Совсем недалеко от переднего края, где сквозь кусты чернотала виднелись брустверы наших траншей, Дмитрий столкнулся с пулеметчиком Новоселовым.
— Кедров, ты?!
— Видишь, чего ж спрашиваешь?
— Вижу. Только у нас слух прошел, что ты пропал куда-то.
— Мало ли слухов ходит. Посторонись! — сказал Кедров и зашагал дальше.
Он совсем не хотел вступать в разговор, окончательно утвердившись в мнении, что излишняя болтливость не украшает солдата. «Человек в деле должен проявлять себя», — думал Дмитрий.
ЧЕЛОВЕК С КОПЫТАМИ
Генерал Чернядьев сидит за столом и молча рассматривает развернутую карту. Сквозь небольшие окошки в землянку струится свет, но дневного света мало, и поэтому над столом горит маленькая электрическая лампочка.
Чернядьев морщит свой высокий открытый лоб и еще раз пробегает глазами листы бумаги.

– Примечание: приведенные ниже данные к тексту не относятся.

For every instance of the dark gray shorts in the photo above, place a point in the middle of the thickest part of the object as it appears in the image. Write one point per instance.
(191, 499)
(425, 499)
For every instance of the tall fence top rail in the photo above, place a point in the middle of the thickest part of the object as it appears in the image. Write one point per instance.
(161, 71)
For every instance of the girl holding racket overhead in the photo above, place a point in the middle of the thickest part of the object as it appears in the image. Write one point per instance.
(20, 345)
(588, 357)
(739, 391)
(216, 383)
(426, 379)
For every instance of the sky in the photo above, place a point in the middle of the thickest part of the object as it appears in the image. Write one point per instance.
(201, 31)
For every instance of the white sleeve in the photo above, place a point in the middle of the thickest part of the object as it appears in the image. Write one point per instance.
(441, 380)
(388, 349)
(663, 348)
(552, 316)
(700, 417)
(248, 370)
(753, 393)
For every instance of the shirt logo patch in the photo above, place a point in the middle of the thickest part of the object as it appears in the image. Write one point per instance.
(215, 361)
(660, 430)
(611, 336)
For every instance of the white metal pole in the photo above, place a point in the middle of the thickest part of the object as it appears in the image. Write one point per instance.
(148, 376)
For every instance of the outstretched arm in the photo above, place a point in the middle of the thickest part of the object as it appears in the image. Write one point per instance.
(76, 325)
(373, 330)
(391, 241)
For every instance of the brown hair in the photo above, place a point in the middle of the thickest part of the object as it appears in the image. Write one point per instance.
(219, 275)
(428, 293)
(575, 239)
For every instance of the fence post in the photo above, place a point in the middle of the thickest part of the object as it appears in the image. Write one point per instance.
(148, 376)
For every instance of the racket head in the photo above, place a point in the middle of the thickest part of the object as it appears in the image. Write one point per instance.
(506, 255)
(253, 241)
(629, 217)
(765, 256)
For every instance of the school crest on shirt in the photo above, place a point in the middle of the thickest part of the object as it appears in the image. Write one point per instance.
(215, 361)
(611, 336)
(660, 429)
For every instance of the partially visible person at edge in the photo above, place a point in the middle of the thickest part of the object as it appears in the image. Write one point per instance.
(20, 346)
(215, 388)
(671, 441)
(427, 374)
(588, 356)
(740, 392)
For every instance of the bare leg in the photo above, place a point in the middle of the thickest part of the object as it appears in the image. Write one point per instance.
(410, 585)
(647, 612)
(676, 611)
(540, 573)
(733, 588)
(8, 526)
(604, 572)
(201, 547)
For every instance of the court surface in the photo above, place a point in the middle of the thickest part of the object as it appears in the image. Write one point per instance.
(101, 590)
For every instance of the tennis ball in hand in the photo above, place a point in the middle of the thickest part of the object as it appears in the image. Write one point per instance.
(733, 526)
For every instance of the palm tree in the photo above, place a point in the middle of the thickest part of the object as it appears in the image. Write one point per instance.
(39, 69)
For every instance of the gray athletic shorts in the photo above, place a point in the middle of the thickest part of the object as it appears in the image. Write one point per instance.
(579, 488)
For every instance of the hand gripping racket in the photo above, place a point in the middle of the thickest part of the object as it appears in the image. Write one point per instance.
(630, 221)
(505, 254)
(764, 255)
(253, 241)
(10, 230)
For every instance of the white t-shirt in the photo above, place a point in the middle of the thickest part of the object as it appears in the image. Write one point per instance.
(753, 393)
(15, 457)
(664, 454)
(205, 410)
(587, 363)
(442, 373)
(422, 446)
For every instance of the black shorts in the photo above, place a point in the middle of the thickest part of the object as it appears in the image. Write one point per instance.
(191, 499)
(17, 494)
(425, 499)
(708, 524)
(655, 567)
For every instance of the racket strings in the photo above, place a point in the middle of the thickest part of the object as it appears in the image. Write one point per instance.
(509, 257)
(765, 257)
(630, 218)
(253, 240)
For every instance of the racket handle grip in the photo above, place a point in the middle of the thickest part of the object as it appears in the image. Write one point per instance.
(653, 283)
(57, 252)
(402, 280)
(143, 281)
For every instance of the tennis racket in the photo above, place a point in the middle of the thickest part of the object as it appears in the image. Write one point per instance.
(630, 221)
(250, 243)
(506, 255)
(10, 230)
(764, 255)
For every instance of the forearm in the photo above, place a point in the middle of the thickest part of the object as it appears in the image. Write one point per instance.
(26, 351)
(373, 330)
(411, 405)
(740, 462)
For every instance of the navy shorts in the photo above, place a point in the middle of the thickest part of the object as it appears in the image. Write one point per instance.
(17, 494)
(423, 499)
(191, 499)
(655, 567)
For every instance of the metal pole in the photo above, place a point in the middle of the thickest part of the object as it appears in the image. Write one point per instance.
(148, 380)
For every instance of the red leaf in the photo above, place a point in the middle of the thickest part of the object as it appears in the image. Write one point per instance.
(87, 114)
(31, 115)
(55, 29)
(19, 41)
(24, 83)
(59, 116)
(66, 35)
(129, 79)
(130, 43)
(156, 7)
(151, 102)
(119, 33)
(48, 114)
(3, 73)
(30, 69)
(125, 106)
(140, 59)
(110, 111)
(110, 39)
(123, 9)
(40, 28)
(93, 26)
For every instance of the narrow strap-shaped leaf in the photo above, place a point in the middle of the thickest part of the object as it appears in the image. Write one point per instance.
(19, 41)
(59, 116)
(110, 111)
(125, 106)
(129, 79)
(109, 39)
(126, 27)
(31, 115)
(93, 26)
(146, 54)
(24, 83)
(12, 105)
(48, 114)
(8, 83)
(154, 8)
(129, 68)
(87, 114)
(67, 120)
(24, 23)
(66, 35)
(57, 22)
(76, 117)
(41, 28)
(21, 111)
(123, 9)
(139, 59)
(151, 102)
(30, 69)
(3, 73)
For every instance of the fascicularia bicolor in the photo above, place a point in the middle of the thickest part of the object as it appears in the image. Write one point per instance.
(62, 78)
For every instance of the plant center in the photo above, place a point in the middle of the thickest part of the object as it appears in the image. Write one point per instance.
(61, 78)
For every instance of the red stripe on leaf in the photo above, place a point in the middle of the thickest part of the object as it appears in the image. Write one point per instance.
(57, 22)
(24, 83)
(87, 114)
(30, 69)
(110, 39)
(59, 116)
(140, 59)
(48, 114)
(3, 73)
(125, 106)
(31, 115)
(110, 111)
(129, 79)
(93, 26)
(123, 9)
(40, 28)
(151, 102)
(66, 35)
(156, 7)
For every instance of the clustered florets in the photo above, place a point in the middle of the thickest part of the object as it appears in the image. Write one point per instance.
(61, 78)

На них записаны показания трех пойманных вчера вечером немецких лазутчиков, которые захватили было в плен солдата Кедрова. Особенно интересны показания лейтенанта Ганса Финке — кадрового агентурного разведчика. Его вместе с несколькими другими выпускниками Фалькенбургской шпионской школы «восточного направления» прислали в 16-ю немецкую армию генерала фон Буша. Здесь обученные шпионы должны на практике познакомиться с советскими войсками и подготовить себя для агентурной работы в Красной Армии. Буш воспользовался пребыванием в своей армии тайного «войска», придал ему полтора десятка разведчиков, прошедших ускоренные курсы, и приказал пока заниматься войсковой разведкой, диверсиями и в ходе этого готовиться к агентурной работе.